Dose Normalized Pharmacokinetics of 6,15-diketo-13,14-dihydro-Prostacyclin F1alpha at 4 ng/kg/Min
Time Frame: Day 1
The plasma concentration for the epoprostenol metabolite 6,15-diketo-13,14-dihydro-Prostacyclin F1alpha was measured at 4 ng/kg/min just prior to the next up-titration. Dose-normalized concentrations are used to summarize the results.
Dose Normalized Pharmacokinetics of 6-keto-Prostacyclin F1alpha at 2 ng/kg/Min
Time Frame: Day 1
The plasma concentration for the epoprostenol metabolite 6-keto-Prostacyclin F1alpha was measured at 2 ng/kg/min just prior to the next up-titration. Dose-normalized concentrations are used to summarize the results.
Dose Normalized Pharmacokinetics of 6-keto-Prostacyclin F1alpha at 4 ng/kg/Min
Time Frame: Day 1
The plasma concentration for the epoprostenol metabolite 6-keto-Prostacyclin F1alpha was measured at 4 ng/kg/min just prior to the next up-titration. Dose-normalized concentrations are used to summarize the results.

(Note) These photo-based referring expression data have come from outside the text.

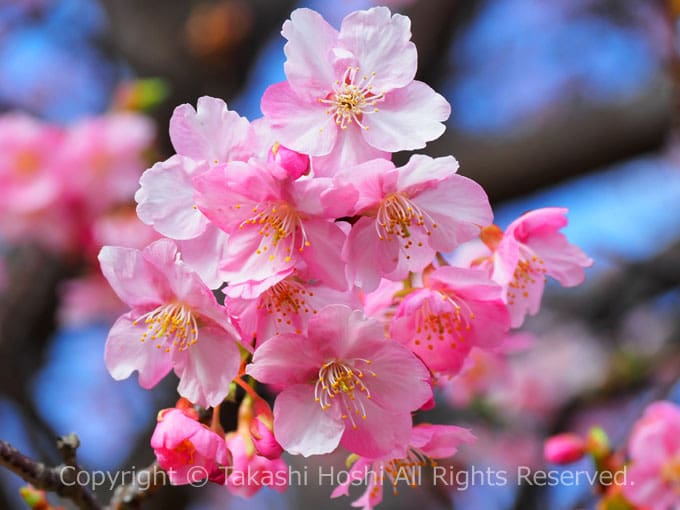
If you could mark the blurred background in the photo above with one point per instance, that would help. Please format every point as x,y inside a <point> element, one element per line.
<point>571,103</point>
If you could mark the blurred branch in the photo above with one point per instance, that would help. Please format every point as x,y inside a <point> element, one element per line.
<point>130,496</point>
<point>575,140</point>
<point>59,479</point>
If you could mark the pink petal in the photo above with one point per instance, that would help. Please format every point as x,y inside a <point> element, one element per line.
<point>523,301</point>
<point>203,254</point>
<point>382,432</point>
<point>469,283</point>
<point>350,149</point>
<point>132,278</point>
<point>302,125</point>
<point>285,360</point>
<point>562,260</point>
<point>381,44</point>
<point>323,253</point>
<point>402,383</point>
<point>166,198</point>
<point>227,194</point>
<point>407,119</point>
<point>423,172</point>
<point>125,352</point>
<point>208,133</point>
<point>300,426</point>
<point>373,180</point>
<point>460,208</point>
<point>368,258</point>
<point>206,369</point>
<point>308,50</point>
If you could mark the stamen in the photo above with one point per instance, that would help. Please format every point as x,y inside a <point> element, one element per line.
<point>530,269</point>
<point>397,215</point>
<point>278,222</point>
<point>344,380</point>
<point>172,325</point>
<point>440,324</point>
<point>352,98</point>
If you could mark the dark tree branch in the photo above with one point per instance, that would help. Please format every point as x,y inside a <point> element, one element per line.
<point>131,496</point>
<point>62,479</point>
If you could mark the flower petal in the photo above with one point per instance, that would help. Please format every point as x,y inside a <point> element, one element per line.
<point>301,427</point>
<point>301,125</point>
<point>133,279</point>
<point>407,119</point>
<point>206,369</point>
<point>381,43</point>
<point>308,50</point>
<point>125,352</point>
<point>208,133</point>
<point>166,198</point>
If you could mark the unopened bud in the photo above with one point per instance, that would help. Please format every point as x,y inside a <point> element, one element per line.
<point>293,163</point>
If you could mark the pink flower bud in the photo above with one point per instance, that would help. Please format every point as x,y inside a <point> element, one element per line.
<point>182,443</point>
<point>263,438</point>
<point>564,448</point>
<point>294,163</point>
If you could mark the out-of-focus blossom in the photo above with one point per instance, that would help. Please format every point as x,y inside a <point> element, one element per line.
<point>654,448</point>
<point>564,448</point>
<point>531,249</point>
<point>427,443</point>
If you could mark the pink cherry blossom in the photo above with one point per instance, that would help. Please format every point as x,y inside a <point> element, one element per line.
<point>274,224</point>
<point>27,176</point>
<point>654,448</point>
<point>458,309</point>
<point>211,133</point>
<point>407,215</point>
<point>186,448</point>
<point>175,323</point>
<point>531,249</point>
<point>344,383</point>
<point>350,94</point>
<point>427,443</point>
<point>285,307</point>
<point>204,137</point>
<point>165,199</point>
<point>102,159</point>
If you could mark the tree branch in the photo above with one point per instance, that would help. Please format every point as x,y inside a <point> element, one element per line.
<point>60,479</point>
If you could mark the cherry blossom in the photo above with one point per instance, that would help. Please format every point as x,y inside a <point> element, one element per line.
<point>350,94</point>
<point>175,323</point>
<point>427,443</point>
<point>530,249</point>
<point>457,310</point>
<point>408,214</point>
<point>654,448</point>
<point>344,383</point>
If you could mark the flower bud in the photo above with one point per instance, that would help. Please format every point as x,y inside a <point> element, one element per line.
<point>294,163</point>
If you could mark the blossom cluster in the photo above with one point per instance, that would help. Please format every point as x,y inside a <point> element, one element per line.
<point>650,460</point>
<point>296,254</point>
<point>69,190</point>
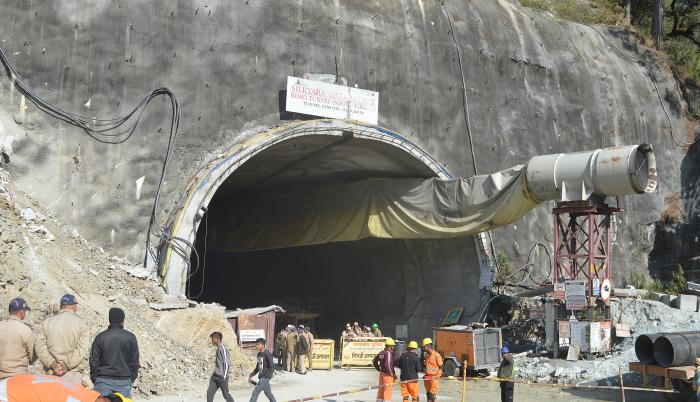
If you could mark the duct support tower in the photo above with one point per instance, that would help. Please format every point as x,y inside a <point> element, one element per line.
<point>582,244</point>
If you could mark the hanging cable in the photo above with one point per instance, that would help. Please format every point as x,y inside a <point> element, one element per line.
<point>109,131</point>
<point>647,67</point>
<point>464,88</point>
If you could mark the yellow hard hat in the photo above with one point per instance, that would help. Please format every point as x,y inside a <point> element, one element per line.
<point>122,397</point>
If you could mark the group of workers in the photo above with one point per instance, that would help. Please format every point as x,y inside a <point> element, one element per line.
<point>72,367</point>
<point>357,331</point>
<point>410,365</point>
<point>264,371</point>
<point>294,348</point>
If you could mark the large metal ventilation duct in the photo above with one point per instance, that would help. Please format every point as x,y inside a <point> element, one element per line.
<point>603,172</point>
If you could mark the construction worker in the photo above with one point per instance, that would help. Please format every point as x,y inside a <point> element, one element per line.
<point>114,357</point>
<point>63,343</point>
<point>311,346</point>
<point>432,371</point>
<point>281,346</point>
<point>506,374</point>
<point>16,341</point>
<point>357,329</point>
<point>222,369</point>
<point>42,388</point>
<point>384,363</point>
<point>409,363</point>
<point>291,349</point>
<point>348,333</point>
<point>302,349</point>
<point>697,379</point>
<point>375,331</point>
<point>265,370</point>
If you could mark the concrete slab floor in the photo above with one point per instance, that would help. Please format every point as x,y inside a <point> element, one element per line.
<point>293,386</point>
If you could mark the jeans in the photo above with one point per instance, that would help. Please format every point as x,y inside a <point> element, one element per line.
<point>107,386</point>
<point>302,364</point>
<point>263,386</point>
<point>290,361</point>
<point>216,382</point>
<point>507,394</point>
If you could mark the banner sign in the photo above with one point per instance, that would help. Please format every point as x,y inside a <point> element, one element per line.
<point>537,313</point>
<point>559,291</point>
<point>333,101</point>
<point>322,354</point>
<point>575,295</point>
<point>360,351</point>
<point>251,335</point>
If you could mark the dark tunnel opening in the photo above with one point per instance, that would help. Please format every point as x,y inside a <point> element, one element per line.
<point>387,281</point>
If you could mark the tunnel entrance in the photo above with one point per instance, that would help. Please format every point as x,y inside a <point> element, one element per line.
<point>387,281</point>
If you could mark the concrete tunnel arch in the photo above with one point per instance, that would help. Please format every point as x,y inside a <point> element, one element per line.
<point>263,158</point>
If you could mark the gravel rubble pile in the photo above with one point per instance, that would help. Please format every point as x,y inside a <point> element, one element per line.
<point>42,259</point>
<point>643,316</point>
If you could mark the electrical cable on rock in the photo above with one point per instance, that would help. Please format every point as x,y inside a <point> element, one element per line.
<point>113,131</point>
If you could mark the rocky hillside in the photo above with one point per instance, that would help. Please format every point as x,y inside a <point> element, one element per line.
<point>534,84</point>
<point>41,260</point>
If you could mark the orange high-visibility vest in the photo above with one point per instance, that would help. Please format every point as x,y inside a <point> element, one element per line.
<point>433,364</point>
<point>39,388</point>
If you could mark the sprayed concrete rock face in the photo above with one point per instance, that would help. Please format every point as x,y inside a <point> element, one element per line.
<point>535,85</point>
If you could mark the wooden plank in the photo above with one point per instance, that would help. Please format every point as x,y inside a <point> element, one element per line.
<point>682,373</point>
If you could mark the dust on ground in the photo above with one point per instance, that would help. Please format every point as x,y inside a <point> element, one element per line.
<point>287,387</point>
<point>42,259</point>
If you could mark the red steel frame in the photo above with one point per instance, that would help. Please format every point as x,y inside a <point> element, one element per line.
<point>582,242</point>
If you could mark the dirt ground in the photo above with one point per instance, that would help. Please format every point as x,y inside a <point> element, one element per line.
<point>287,387</point>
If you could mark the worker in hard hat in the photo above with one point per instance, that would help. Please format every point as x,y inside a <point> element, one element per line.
<point>409,363</point>
<point>697,379</point>
<point>292,341</point>
<point>41,388</point>
<point>375,331</point>
<point>16,341</point>
<point>506,374</point>
<point>384,363</point>
<point>432,371</point>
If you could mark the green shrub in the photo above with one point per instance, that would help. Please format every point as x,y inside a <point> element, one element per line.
<point>684,54</point>
<point>542,5</point>
<point>677,283</point>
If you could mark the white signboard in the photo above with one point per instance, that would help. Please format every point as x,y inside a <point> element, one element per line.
<point>251,335</point>
<point>605,289</point>
<point>333,101</point>
<point>575,295</point>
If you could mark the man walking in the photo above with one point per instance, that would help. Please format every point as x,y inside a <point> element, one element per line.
<point>384,363</point>
<point>282,346</point>
<point>16,341</point>
<point>506,373</point>
<point>409,363</point>
<point>63,344</point>
<point>302,350</point>
<point>433,370</point>
<point>114,357</point>
<point>291,349</point>
<point>219,379</point>
<point>265,370</point>
<point>310,355</point>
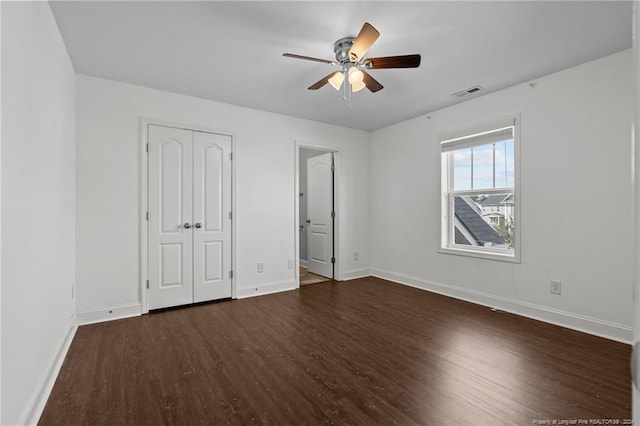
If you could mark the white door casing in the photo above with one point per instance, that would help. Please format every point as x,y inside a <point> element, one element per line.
<point>212,216</point>
<point>170,207</point>
<point>319,210</point>
<point>189,223</point>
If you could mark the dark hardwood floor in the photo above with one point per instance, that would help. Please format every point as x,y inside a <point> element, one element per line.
<point>360,352</point>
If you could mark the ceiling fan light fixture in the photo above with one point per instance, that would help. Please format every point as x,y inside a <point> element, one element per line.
<point>356,86</point>
<point>336,80</point>
<point>355,75</point>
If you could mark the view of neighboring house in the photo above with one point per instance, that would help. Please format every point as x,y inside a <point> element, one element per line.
<point>471,228</point>
<point>496,208</point>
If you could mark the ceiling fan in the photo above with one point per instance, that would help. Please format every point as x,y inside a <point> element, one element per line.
<point>352,66</point>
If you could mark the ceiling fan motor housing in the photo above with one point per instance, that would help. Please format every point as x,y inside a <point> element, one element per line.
<point>341,48</point>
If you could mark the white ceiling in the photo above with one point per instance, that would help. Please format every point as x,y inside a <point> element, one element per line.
<point>232,51</point>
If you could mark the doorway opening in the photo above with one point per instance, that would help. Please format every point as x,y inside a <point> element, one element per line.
<point>316,208</point>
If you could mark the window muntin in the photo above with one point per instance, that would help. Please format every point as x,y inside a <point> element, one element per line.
<point>479,188</point>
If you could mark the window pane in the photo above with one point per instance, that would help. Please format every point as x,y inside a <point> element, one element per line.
<point>485,220</point>
<point>462,169</point>
<point>483,166</point>
<point>504,164</point>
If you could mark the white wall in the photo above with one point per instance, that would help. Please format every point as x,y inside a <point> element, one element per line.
<point>38,207</point>
<point>108,165</point>
<point>575,199</point>
<point>635,360</point>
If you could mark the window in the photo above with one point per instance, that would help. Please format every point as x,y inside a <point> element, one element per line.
<point>480,191</point>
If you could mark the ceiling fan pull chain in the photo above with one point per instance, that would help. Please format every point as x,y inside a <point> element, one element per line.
<point>345,88</point>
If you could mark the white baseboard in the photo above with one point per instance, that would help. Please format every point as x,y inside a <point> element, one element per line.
<point>37,402</point>
<point>356,273</point>
<point>586,324</point>
<point>109,313</point>
<point>266,288</point>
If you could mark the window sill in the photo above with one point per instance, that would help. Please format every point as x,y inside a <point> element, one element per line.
<point>501,257</point>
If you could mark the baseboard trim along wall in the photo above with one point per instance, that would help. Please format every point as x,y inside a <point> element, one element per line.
<point>590,325</point>
<point>109,313</point>
<point>356,273</point>
<point>266,288</point>
<point>36,404</point>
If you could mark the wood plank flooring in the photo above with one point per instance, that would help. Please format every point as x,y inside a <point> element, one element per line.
<point>360,352</point>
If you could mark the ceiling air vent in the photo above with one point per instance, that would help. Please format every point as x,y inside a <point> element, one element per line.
<point>469,91</point>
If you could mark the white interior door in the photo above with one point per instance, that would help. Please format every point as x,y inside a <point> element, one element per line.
<point>189,216</point>
<point>170,217</point>
<point>212,216</point>
<point>319,210</point>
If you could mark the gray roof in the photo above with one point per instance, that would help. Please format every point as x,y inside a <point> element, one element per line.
<point>496,200</point>
<point>473,222</point>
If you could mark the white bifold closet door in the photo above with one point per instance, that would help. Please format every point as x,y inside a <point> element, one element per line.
<point>320,212</point>
<point>189,216</point>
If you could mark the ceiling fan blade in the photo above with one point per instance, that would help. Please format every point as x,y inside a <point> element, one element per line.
<point>404,61</point>
<point>307,58</point>
<point>318,84</point>
<point>366,37</point>
<point>371,83</point>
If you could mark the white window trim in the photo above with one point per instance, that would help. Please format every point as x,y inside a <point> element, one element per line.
<point>446,173</point>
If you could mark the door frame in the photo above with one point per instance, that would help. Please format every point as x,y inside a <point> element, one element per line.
<point>143,191</point>
<point>337,271</point>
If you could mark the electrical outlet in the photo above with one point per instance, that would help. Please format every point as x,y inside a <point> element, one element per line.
<point>555,287</point>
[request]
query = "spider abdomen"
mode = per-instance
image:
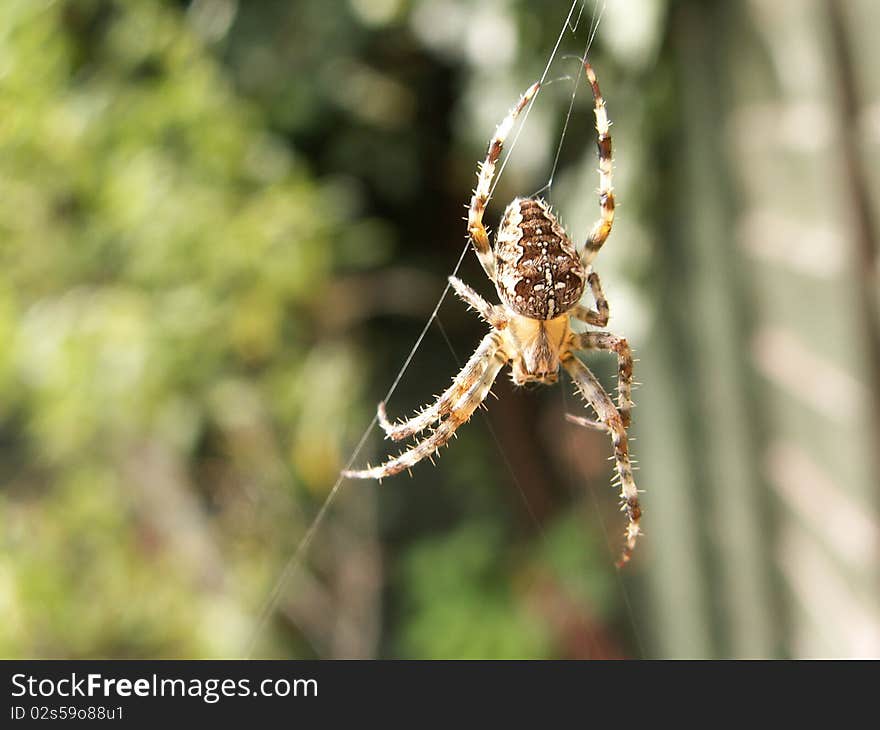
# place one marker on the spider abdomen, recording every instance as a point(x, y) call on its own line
point(539, 274)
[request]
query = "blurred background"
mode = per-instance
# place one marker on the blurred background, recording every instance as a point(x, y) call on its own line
point(223, 226)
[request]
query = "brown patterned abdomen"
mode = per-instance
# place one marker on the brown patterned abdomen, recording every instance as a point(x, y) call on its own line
point(538, 271)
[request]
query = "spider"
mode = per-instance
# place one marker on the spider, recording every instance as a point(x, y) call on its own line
point(539, 276)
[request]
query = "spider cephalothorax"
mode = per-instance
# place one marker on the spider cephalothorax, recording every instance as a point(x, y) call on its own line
point(540, 277)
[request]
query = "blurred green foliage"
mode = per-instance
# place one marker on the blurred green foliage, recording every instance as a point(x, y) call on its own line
point(224, 224)
point(197, 205)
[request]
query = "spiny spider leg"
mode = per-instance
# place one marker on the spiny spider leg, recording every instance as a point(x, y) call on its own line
point(586, 422)
point(602, 227)
point(607, 342)
point(472, 371)
point(459, 414)
point(491, 313)
point(478, 233)
point(599, 316)
point(601, 403)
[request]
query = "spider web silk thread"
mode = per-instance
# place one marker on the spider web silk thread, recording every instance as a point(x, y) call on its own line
point(296, 559)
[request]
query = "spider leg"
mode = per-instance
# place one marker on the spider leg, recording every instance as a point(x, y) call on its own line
point(490, 313)
point(602, 227)
point(485, 174)
point(473, 370)
point(599, 400)
point(459, 414)
point(597, 317)
point(607, 342)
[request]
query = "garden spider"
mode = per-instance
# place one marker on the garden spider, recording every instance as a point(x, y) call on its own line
point(540, 277)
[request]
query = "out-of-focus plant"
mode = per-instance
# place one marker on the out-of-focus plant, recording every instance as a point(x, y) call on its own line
point(162, 253)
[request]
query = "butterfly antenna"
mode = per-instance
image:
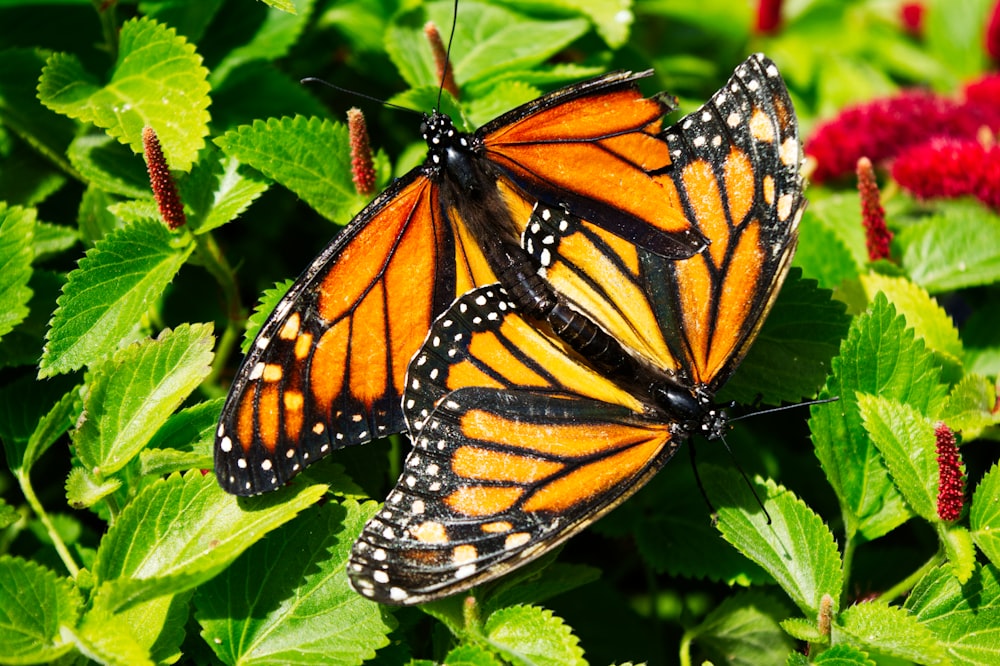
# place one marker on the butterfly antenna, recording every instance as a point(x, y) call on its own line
point(701, 487)
point(355, 93)
point(447, 53)
point(785, 408)
point(746, 479)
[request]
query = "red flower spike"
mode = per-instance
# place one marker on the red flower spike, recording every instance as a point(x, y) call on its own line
point(951, 484)
point(952, 168)
point(993, 33)
point(912, 17)
point(162, 181)
point(768, 16)
point(443, 67)
point(877, 235)
point(883, 128)
point(362, 164)
point(825, 615)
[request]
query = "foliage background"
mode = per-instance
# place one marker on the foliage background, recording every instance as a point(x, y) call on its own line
point(119, 339)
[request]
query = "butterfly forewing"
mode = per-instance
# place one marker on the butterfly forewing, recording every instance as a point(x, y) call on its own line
point(734, 173)
point(580, 148)
point(328, 367)
point(518, 444)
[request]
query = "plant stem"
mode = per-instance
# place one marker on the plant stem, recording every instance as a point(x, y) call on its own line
point(215, 263)
point(36, 506)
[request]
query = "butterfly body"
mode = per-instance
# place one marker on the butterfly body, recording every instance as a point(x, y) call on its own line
point(520, 441)
point(327, 368)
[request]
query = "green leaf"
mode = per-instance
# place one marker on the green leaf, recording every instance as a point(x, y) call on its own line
point(94, 218)
point(803, 630)
point(17, 228)
point(842, 655)
point(675, 534)
point(879, 357)
point(131, 395)
point(889, 630)
point(146, 633)
point(529, 635)
point(905, 439)
point(20, 110)
point(928, 319)
point(471, 655)
point(969, 408)
point(265, 306)
point(743, 630)
point(797, 549)
point(489, 42)
point(113, 287)
point(957, 249)
point(791, 357)
point(822, 254)
point(190, 428)
point(109, 165)
point(8, 514)
point(273, 37)
point(180, 532)
point(35, 605)
point(157, 81)
point(965, 618)
point(984, 515)
point(957, 542)
point(184, 442)
point(51, 239)
point(51, 427)
point(83, 489)
point(287, 599)
point(218, 191)
point(311, 157)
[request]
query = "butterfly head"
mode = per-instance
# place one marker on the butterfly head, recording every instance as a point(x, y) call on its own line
point(694, 409)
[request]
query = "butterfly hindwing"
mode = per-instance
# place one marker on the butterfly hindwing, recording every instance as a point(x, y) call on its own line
point(530, 448)
point(327, 367)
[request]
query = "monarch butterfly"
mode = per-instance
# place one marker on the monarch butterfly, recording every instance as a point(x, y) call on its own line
point(327, 368)
point(520, 442)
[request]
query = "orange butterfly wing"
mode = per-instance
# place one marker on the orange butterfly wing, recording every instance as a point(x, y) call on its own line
point(517, 443)
point(327, 369)
point(735, 175)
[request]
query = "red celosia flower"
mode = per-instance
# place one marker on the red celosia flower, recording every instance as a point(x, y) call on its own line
point(993, 33)
point(912, 15)
point(880, 129)
point(162, 181)
point(951, 168)
point(768, 16)
point(445, 75)
point(362, 166)
point(950, 477)
point(982, 97)
point(877, 235)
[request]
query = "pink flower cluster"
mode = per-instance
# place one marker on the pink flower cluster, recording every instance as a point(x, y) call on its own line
point(882, 129)
point(951, 483)
point(935, 146)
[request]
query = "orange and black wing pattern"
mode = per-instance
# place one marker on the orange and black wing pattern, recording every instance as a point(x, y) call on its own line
point(734, 173)
point(519, 442)
point(518, 445)
point(327, 368)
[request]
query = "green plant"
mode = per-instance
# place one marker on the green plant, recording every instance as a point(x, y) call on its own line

Six-minute Walk Distance (6MWD) - Baseline and Day 28
Time Frame: Baseline and 28 days (+3 days)
The 6-minute walk test (6MWT) was to be performed prior to initiating study treatment either during the screening visit or on Day 1 prior to drug initiation, and Day 28 (End of treatment (EOT)). This assessment is a non-encouraged test that measures the distance walked for a duration of 6 minutes. The 6MWD was recorded in the Case Report Form (CRF).
Patients With New York Heart Association (NYHA) Functional Class Change (Improved or Worsened) From Baseline to Day 28
Time Frame: From baseline to 28 days (+3 days)
Disease severity was assessed by NYHA classification of PAH criteria: Class I: no limitation of physical activity (PA). Ordinary PA: no undue dyspnea/fatigue, chest pain, near syncope. Class II: slight limitation of PA. Comfortable at rest. Ordinary PA: undue dyspnea/fatigue, chest pain, near syncope. Class III: marked limitation of PA. Comfortable at rest. Less than ordinary PA: undue dyspnea/fatigue, chest pain, near syncope. Class IV: inability to carry out PA without symptoms. Right heart failure. Dyspnea/fatigue may even have been present at rest. Discomfort increased by any PA.
Percentage Central Venous Blood Oxygen Saturation (ScVO2) - Baseline and Day 28
Time Frame: Baseline and 28 days
Central venous blood oxygen saturation assessment was performed only in specific centers. Measurements for ScVO2 were performed during the inpatient hospitalization period on Day 1 (prior to drug initiation) and on Day 28 (EOT). Samples for ScVO2 were obtained by aspirating blood from the indwelling central venous catheter. After the sample had been drawn, the catheter was primed with study drug in order to refill the lumen to avoid interruption in treatment and sudden decompensation.
Blood Pressure - Baseline and Day 28
Time Frame: Baseline and 28 days
Blood pressure (systolic and diastolic) were measured indirectly using an automatic oscillometric device, on the same arm for each measurement. The Blood Pressure was assessed at baseline and at Day 28 (End of Study Treatment visit).
Heart Rate - Baseline and Day 28
Time Frame: Baseline and 28 days
Heart rate was measured indirectly using an automatic oscillometric device, on the same arm for each measurement. The Heart Rate was assessed at Baseline and at Day 28 (End of Study Treatment visit).
Body Weight - Baseline and Day 28
Time Frame: Baseline and 28 days
Body weight was measured both at baseline and day 28.